FOUR weeks ago, Robert and Claire Sykes lost almost everything they owned in a house fire.
A day later looters picked through the charred remnants of their Mowbray home and took what little remained.
Since then, the Sykes family has moved between two temporary houses and a hotel, their car has broken down, Mr Sykes has been hospitalised and a family member has died.
They don’t complain.
They are instead focused on the blessings: the four children weren’t home when the fire started, they salvaged a couple of wedding photos, they only lost possessions, and Tasmanians have been so generous.
Mrs Sykes said she had taken her children out for the afternoon when she received a message: ‘‘OMG, are you OK?’’ Her friend had seen the smoke from blocks away.
She said Mr Sykes, who had stayed home for a nap, was woken by their smoke alarm.
‘‘He ran to the neighbours and rang the fire brigade, and by the time he came back there was fire coming out the window – it was ridiculously fast,’’ Mrs Sykes said.
The fire caused $150,000 damage, and they lost all but a few belongings, but Mrs Sykes said it was nothing.
‘‘I’m devastated that I’ve lost my shoes and jackets and photos and stuff that you’ve taken years and years to collect – it’s really disappointing,’’ she said.
‘‘But it’s just stuff.
‘‘We know someone who lost their son a couple of months ago, and you just go, ‘our house burned down, who cares?’’’
However, Mrs Sykes said she was upset when she realised that her house had been looted.
‘‘There were about two hours between when we left the house and when it was boarded up, and someone broke in and stole our CDs,’’ Mrs Sykes said.
‘‘They would have been fairly stinky ones, and most of them are Christian ones, so obviously they needed them more than us.
‘‘It’s disappointing that they’d do that.

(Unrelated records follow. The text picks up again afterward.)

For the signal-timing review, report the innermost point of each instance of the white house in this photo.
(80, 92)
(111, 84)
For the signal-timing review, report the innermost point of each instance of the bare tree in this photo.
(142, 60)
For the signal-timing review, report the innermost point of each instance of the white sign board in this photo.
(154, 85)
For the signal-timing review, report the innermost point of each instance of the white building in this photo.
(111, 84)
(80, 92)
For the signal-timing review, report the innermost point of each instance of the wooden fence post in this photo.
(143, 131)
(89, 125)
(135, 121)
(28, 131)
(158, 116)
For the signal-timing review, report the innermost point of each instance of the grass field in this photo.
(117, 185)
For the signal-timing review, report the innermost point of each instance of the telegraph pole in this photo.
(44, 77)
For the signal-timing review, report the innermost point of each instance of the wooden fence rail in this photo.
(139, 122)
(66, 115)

The little that we have they decided to take.’’
But Mr and Mrs Sykes said good had far outweighed the bad.
The couple have now moved into a Trevallyn rental while an insurance company sorts out their claim, and they are surrounded by boxes and bags of clothes, toys, appliances and furniture donated by friends and strangers.
‘‘The sheer quantity of people’s generosity is overwhelming,’’ Mr Sykes said.
‘‘Yet at the same time you always hear that Tasmanians are very generous people and overwhelmingly it’s the people who don’t have as much who are the most generous.